Reflex Sympathetic Dystrophy (RSD) (CRPS) Board Index


I have noticed in various threads on this healthboard that for alot of people, what they eat directly effects their RSD symptoms.

I have had RSD for 10 years in my left foot and left thigh(thankfully it has never spread any farther) and have never found what I eat effects the RSD in any way.

I am effected by other things, just not diet.

However, I have found when I take my vitamins on a regular basis, it seems like my pain isn't as severe and the flare ups don't last as long.

I would like to hear what others have to say on diet/supplements and RSD symptoms.

Thanks again all you wonderful people who take the time to share your experiences.

peace

terry
B12 question. Interesting topic.

Yep, B12 is a clicker for some. Me for one. Got a B12 shot (cyanocobalamin) last November and went into total remission within hours. I'm saying COMPLETELY pain free. And as long as I got another shot every three weeks I stayed completely pain free. No symptoms AT ALL.
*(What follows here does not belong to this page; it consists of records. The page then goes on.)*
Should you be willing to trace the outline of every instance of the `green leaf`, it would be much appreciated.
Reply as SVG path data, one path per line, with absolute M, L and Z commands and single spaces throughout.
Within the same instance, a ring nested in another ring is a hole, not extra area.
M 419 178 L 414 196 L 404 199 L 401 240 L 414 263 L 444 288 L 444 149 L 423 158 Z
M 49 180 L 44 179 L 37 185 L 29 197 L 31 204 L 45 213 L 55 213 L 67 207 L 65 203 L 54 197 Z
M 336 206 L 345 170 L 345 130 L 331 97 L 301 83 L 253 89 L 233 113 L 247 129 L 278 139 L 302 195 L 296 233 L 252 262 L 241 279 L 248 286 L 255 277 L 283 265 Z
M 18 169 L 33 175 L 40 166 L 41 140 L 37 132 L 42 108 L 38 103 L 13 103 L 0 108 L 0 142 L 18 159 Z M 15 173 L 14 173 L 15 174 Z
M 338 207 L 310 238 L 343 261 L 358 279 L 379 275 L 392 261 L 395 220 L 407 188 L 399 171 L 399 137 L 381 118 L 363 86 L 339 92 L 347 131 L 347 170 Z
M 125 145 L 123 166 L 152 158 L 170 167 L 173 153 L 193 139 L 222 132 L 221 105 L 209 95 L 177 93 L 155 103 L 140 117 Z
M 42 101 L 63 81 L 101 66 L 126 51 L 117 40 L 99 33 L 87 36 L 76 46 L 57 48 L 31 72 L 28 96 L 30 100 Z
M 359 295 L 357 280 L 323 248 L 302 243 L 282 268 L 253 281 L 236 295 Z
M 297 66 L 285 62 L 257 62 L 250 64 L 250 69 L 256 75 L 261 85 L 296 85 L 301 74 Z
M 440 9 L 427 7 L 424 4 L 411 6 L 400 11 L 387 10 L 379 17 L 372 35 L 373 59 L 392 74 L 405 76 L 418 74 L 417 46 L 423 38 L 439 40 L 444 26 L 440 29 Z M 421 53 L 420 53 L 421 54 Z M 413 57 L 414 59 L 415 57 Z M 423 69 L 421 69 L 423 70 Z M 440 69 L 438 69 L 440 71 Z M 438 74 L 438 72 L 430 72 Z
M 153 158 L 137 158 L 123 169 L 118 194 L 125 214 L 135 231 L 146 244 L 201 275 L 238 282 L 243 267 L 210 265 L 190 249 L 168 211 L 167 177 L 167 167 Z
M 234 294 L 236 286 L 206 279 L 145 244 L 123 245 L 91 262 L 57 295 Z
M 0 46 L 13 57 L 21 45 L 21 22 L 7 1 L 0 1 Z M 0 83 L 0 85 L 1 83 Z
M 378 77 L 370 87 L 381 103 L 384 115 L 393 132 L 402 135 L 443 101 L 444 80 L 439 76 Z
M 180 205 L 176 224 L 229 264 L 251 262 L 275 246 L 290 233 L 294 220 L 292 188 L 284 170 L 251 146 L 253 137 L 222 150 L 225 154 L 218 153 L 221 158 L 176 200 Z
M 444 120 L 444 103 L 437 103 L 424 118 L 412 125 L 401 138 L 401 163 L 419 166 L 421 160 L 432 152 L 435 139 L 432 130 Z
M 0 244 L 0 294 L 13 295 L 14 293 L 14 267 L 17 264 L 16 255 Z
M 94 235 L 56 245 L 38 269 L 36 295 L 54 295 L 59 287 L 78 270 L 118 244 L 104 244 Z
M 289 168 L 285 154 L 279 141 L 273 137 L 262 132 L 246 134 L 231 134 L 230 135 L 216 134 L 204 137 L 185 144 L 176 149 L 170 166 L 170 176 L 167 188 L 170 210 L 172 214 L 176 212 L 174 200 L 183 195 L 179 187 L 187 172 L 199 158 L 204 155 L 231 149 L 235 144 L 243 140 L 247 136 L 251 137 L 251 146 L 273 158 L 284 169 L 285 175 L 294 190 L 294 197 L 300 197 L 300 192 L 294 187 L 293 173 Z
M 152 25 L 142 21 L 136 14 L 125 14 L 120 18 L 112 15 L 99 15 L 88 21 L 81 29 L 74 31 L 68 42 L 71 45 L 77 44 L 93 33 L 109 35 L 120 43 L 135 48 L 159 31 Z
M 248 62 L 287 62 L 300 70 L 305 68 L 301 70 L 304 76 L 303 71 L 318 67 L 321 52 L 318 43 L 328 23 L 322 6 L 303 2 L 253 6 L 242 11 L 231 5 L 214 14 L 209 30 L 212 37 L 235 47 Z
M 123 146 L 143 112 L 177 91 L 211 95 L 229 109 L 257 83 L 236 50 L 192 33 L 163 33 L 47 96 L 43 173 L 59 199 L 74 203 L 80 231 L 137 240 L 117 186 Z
Then in June the shot did no good and the RSD was back - and it had spread to both arms (it was already in both feet). So, with some research I found out about Methylcobalamin B12. It is the form of B12 that cyanocobalmin converts to before the body can absorb it. It seems that for various reasons (like gluten intolerance or other colon problems) some folks can't absorb nutrients properly.

The Methyl B12 tablets worked like magic bullets and I was pain free as long as I was taking them. Unfortunately I kept needing more and more to stay pain free and finally couldn't keep up. Now, taking them CAUSES pain. Sheesh, there is no understanding what's going on. Maybe someday. Good luck with it!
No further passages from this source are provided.